Kenya has been delisted from the list of countries that can export honey to the European Union since 2008 because the country’s honey was tested to have unacceptable levels of pesticide residue.

“Despite seeking an audience with them, for the close to two decades our honey has been barred from entering the EU, the government has not held one stakeholder meeting on how bee farmers can be helped to improve their honey production or worked with us to reenter the EU market which is delivering lucrative returns for Ugandan farmers. But now they have developed regulations we weren’t consulted on but are meant to fix Kenya’s beekeeping sector?,” Kyalo asked incredulously. 

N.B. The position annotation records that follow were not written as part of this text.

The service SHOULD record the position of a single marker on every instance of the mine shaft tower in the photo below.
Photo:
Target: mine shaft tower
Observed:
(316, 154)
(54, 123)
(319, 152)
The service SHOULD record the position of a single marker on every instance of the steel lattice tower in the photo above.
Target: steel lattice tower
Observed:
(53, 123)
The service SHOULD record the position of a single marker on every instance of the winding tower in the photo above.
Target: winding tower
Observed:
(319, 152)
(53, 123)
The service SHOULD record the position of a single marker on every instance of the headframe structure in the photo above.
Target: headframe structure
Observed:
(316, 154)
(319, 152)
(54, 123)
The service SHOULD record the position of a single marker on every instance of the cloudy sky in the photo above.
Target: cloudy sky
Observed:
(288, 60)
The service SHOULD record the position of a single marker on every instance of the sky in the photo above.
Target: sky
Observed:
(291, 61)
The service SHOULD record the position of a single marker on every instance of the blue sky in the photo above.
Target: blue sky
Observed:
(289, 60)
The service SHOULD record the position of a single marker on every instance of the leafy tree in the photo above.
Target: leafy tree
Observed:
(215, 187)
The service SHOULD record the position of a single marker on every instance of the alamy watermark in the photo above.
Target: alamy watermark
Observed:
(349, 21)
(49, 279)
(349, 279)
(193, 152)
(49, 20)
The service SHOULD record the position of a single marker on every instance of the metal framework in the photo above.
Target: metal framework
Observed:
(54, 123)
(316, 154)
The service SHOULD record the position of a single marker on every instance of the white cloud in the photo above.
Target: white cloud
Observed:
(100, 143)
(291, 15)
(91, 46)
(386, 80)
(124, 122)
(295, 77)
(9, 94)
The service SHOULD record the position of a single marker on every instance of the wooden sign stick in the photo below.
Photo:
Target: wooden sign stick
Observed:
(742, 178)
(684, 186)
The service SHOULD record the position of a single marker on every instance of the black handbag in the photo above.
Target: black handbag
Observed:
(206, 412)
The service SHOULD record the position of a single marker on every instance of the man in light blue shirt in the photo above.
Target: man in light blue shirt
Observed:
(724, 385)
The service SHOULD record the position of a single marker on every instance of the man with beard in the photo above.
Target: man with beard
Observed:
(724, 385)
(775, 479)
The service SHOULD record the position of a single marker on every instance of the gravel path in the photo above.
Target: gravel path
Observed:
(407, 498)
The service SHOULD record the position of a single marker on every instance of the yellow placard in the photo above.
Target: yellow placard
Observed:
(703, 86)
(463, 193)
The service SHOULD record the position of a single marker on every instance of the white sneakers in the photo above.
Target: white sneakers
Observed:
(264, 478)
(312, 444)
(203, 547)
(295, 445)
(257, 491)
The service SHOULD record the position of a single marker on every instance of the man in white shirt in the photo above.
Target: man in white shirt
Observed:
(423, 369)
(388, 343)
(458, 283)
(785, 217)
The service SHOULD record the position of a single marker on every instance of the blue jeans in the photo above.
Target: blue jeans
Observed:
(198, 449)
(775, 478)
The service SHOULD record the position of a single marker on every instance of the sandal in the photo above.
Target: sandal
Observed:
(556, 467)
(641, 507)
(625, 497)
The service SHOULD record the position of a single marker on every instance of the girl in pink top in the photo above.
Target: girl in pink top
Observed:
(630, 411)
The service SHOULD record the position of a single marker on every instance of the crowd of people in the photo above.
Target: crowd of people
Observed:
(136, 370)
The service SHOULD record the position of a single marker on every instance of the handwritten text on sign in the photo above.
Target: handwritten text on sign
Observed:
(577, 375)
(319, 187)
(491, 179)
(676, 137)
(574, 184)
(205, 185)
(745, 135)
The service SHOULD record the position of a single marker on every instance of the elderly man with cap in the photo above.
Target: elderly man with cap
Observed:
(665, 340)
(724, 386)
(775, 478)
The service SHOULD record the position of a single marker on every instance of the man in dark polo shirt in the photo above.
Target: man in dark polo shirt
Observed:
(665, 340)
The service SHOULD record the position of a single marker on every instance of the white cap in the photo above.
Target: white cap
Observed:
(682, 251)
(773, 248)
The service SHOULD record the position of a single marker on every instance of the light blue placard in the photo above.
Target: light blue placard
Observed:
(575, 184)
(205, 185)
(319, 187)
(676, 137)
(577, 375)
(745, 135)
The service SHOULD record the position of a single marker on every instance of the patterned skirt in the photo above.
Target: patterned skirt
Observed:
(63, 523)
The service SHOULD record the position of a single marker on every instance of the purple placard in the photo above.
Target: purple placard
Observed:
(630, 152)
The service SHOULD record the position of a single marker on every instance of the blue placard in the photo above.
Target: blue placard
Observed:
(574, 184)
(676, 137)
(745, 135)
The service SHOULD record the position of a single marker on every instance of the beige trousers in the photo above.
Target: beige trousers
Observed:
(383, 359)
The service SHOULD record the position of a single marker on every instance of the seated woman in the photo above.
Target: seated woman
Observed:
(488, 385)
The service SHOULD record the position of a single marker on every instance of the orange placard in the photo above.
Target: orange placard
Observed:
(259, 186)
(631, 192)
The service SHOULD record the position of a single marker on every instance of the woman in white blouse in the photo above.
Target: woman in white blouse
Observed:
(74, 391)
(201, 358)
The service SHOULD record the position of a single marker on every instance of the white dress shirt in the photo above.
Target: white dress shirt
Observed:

Currently, The Livestock (Bee Industry) Draft Regulations, 2023 remain the only fully developed regulations with respect to beekeeping in Kenya. 

Part of the provision within the regulations is that when setting up a hive with bees it cannot be left thirty meters from where people live. It also cannot be placed within two hundred meters of a public amenity such as a school, hospital, highway, community center, public park, or any other place where people meet or a recreation area.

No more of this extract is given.